There were 515 housing units, of which 7.0% were vacant. The homeowner vacancy rate was 1.5% and the rental vacancy rate was 5.3%.

Racial composition as of the 2020 census
| Race | Number | Percent |
|---|---|---|
| White | 1,209 | 82.4% |
| Black or African American | 2 | 0.1% |
| American Indian and Alaska Native | 3 | 0.2% |
| Asian | 68 | 4.6% |
| Native Hawaiian and Other Pacific Islander | 0 | 0.0% |
| Some other race | 12 | 0.8% |
| Two or more races | 173 | 11.8% |
| Hispanic or Latino (of any race) | 143 | 9.7% |

===2000 census===

At the 2000 census there were 1,403 people in 489 households, including 413 families, in the city. The population density was 2,070.7 PD/sqmi. There were 498 housing units at an average density of 735.0 /sqmi. The racial makeup of the city was 96.01% White, 0.21% Native American, 2.28% Asian, 0.50% from other races, and 1.00% from two or more races. Hispanic or Latino of any race were 4.92%.

Of the 489 households 45.2% had children under the age of 18 living with them, 74.8% were married couples living together, 7.6% had a female householder with no husband present, and 15.5% were non-families. 12.9% of households were one person and 6.1% were one person aged 65 or older. The average household size was 2.87 and the average family size was 3.15.

The age distribution was 29.8% under the age of 18, 4.6% from 18 to 24, 21.7% from 25 to 44, 32.4% from 45 to 64, and 11.4% 65 or older. The median age was 42 years. For every 100 females, there were 98.7 males. For every 100 females age 18 and over, there were 90.5 males.

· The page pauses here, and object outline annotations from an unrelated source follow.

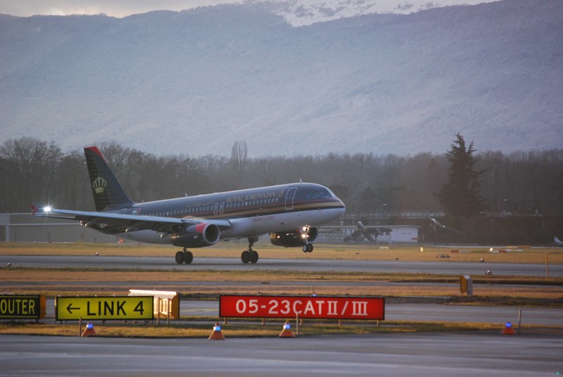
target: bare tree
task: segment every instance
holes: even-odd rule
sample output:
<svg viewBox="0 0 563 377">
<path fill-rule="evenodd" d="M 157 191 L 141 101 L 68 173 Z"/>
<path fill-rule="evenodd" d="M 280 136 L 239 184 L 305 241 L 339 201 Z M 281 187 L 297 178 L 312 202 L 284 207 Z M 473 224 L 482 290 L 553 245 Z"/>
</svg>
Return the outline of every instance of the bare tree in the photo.
<svg viewBox="0 0 563 377">
<path fill-rule="evenodd" d="M 52 142 L 32 137 L 10 139 L 0 146 L 6 210 L 27 210 L 30 204 L 49 202 L 61 155 Z"/>
</svg>

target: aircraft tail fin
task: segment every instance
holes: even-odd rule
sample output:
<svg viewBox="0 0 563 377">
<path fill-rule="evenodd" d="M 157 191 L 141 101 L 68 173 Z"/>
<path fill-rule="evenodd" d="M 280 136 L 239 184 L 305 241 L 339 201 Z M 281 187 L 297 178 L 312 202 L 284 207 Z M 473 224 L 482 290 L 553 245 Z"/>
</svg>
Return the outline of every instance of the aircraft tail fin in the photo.
<svg viewBox="0 0 563 377">
<path fill-rule="evenodd" d="M 97 147 L 84 148 L 84 155 L 96 211 L 118 210 L 134 204 L 123 191 Z"/>
</svg>

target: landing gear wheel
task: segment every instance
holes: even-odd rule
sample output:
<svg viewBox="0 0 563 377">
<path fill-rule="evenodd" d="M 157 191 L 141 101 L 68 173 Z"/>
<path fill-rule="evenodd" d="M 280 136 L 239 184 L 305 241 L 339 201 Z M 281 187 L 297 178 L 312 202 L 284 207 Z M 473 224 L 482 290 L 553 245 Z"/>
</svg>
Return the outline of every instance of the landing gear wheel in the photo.
<svg viewBox="0 0 563 377">
<path fill-rule="evenodd" d="M 248 250 L 246 250 L 242 252 L 242 254 L 241 254 L 241 260 L 245 264 L 251 261 L 251 253 L 248 253 Z"/>
<path fill-rule="evenodd" d="M 311 245 L 310 243 L 308 243 L 307 245 L 303 245 L 303 253 L 312 252 L 312 245 Z"/>
<path fill-rule="evenodd" d="M 184 252 L 179 251 L 178 253 L 176 253 L 176 256 L 174 257 L 174 259 L 176 260 L 176 263 L 177 263 L 178 264 L 182 264 L 182 263 L 184 263 L 184 257 L 185 257 L 184 255 Z"/>
<path fill-rule="evenodd" d="M 189 264 L 191 263 L 191 261 L 194 260 L 194 254 L 191 253 L 191 251 L 184 251 L 184 263 L 186 264 Z"/>
</svg>

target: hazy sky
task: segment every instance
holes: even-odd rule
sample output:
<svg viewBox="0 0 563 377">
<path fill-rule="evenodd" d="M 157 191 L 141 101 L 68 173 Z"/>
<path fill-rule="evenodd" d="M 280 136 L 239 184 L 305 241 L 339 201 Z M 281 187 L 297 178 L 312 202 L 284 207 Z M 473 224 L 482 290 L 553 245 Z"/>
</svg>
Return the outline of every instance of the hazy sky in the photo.
<svg viewBox="0 0 563 377">
<path fill-rule="evenodd" d="M 125 17 L 151 11 L 182 11 L 240 0 L 0 0 L 0 13 L 33 15 L 99 14 Z"/>
</svg>

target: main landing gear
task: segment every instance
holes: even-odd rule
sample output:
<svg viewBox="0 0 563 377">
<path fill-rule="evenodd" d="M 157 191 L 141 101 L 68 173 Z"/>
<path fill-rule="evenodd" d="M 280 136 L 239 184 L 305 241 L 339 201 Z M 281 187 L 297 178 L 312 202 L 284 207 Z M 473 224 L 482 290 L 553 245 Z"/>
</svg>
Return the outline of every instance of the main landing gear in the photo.
<svg viewBox="0 0 563 377">
<path fill-rule="evenodd" d="M 184 248 L 184 251 L 177 253 L 174 259 L 178 264 L 182 264 L 182 263 L 189 264 L 194 260 L 194 255 L 191 251 L 188 251 L 186 248 Z"/>
<path fill-rule="evenodd" d="M 248 238 L 248 250 L 246 250 L 241 254 L 241 260 L 245 264 L 248 262 L 256 263 L 258 261 L 258 253 L 252 250 L 252 245 L 258 241 L 258 237 Z"/>
</svg>

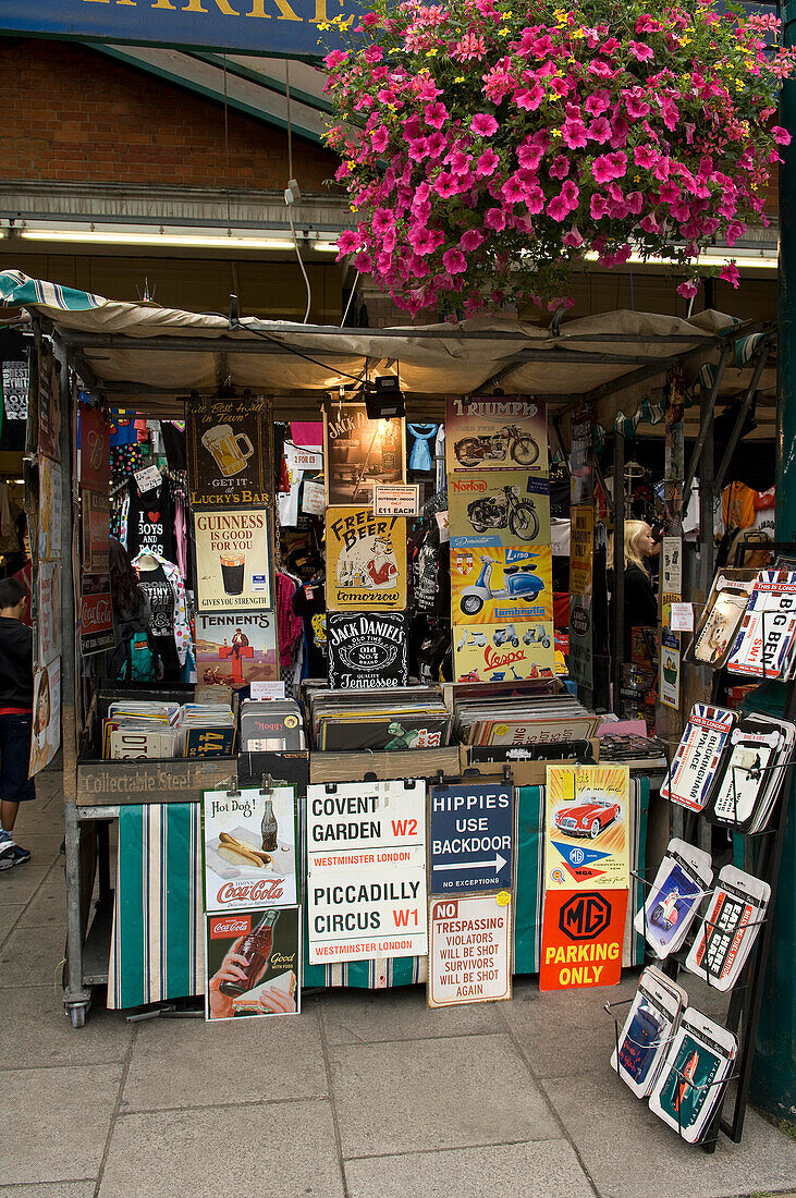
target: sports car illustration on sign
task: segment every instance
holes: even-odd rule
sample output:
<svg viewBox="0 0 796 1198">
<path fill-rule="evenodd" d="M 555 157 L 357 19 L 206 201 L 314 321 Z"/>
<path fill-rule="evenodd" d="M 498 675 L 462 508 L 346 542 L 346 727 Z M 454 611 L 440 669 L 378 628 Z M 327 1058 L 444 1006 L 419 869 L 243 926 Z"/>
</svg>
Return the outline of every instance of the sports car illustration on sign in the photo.
<svg viewBox="0 0 796 1198">
<path fill-rule="evenodd" d="M 567 836 L 590 836 L 596 840 L 614 819 L 619 818 L 621 807 L 610 799 L 585 799 L 581 803 L 567 803 L 555 812 L 555 827 Z"/>
</svg>

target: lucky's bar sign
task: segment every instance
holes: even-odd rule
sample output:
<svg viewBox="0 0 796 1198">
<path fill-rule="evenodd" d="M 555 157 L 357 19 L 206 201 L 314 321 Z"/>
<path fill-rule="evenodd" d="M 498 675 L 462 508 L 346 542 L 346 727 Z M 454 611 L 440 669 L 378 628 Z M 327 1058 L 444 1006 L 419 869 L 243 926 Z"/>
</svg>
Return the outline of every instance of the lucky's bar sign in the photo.
<svg viewBox="0 0 796 1198">
<path fill-rule="evenodd" d="M 318 26 L 357 11 L 351 0 L 2 0 L 0 34 L 317 58 L 339 44 Z"/>
</svg>

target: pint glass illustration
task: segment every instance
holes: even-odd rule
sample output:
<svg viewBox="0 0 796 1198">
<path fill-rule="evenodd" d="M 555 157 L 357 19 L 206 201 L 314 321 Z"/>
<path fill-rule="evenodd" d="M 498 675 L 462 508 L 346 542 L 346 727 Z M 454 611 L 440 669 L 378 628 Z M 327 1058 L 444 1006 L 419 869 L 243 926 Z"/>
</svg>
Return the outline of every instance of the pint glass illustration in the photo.
<svg viewBox="0 0 796 1198">
<path fill-rule="evenodd" d="M 208 429 L 202 434 L 202 444 L 212 453 L 225 478 L 239 474 L 254 453 L 254 446 L 245 432 L 235 432 L 230 424 L 215 424 Z"/>
</svg>

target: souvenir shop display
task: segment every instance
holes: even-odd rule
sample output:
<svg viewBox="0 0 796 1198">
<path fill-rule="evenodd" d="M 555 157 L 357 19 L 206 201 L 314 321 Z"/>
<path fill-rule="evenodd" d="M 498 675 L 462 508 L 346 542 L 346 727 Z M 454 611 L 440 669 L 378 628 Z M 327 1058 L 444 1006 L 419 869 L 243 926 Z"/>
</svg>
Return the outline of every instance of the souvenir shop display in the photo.
<svg viewBox="0 0 796 1198">
<path fill-rule="evenodd" d="M 734 865 L 725 865 L 686 958 L 686 968 L 716 990 L 737 981 L 762 926 L 771 887 Z"/>
<path fill-rule="evenodd" d="M 737 1054 L 731 1031 L 686 1008 L 650 1095 L 650 1111 L 688 1143 L 699 1143 L 722 1100 Z"/>
<path fill-rule="evenodd" d="M 723 766 L 737 715 L 724 707 L 694 703 L 669 773 L 661 786 L 661 798 L 703 811 Z"/>
<path fill-rule="evenodd" d="M 644 969 L 610 1058 L 610 1067 L 637 1099 L 652 1093 L 687 1006 L 688 996 L 682 986 L 655 966 Z"/>
<path fill-rule="evenodd" d="M 244 752 L 304 749 L 302 709 L 292 698 L 241 703 L 241 749 Z"/>
<path fill-rule="evenodd" d="M 205 910 L 298 902 L 296 787 L 205 791 Z"/>
<path fill-rule="evenodd" d="M 796 571 L 760 570 L 727 660 L 730 673 L 788 678 L 796 651 Z"/>
<path fill-rule="evenodd" d="M 743 834 L 762 831 L 795 749 L 796 726 L 786 720 L 755 714 L 740 719 L 713 783 L 707 819 Z"/>
<path fill-rule="evenodd" d="M 713 881 L 710 853 L 669 841 L 646 902 L 633 921 L 658 957 L 676 952 Z"/>
</svg>

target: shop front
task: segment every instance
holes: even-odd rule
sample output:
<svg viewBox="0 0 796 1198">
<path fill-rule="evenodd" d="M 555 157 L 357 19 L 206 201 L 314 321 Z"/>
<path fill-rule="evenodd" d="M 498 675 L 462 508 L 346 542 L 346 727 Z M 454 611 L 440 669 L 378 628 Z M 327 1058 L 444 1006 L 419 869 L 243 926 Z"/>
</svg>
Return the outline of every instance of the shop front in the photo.
<svg viewBox="0 0 796 1198">
<path fill-rule="evenodd" d="M 709 781 L 747 768 L 725 743 L 748 755 L 768 738 L 765 778 L 790 760 L 792 712 L 752 727 L 719 713 L 717 691 L 689 720 L 675 704 L 682 742 L 616 722 L 606 543 L 608 530 L 622 543 L 622 413 L 666 406 L 673 380 L 695 393 L 700 370 L 715 404 L 716 364 L 752 331 L 718 313 L 616 313 L 554 333 L 342 332 L 20 276 L 4 288 L 35 343 L 28 515 L 48 719 L 31 769 L 62 742 L 74 1025 L 103 985 L 126 1011 L 203 997 L 212 1024 L 300 1014 L 316 987 L 425 982 L 445 1006 L 508 1000 L 516 974 L 604 986 L 646 954 L 615 1067 L 639 1096 L 656 1083 L 654 1109 L 685 1138 L 715 1143 L 754 1030 L 745 1019 L 739 1042 L 731 1006 L 677 1126 L 666 1085 L 683 1063 L 631 1067 L 639 1009 L 669 1018 L 667 1043 L 682 1033 L 710 1052 L 713 1024 L 688 1023 L 676 975 L 712 976 L 725 893 L 756 906 L 722 987 L 747 955 L 756 985 L 778 837 L 715 878 L 697 813 Z M 120 600 L 130 571 L 146 621 Z M 698 763 L 698 801 L 682 778 L 705 737 L 722 769 Z M 786 789 L 758 787 L 743 812 L 746 795 L 711 791 L 716 822 L 776 827 Z M 651 791 L 666 835 L 650 852 Z"/>
</svg>

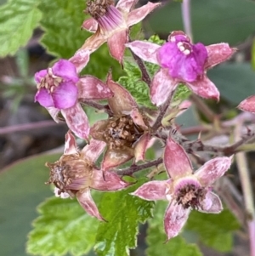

The median household income was $108,835 and the median family income was $117,851. Males had a median income of $86,197 versus $43,125 for females. The per capita income for the city was $52,280. About 0.5% of families and 0.5% of the population were below the poverty line, including 0.5% of those under age 18 and none of those age 65 or over.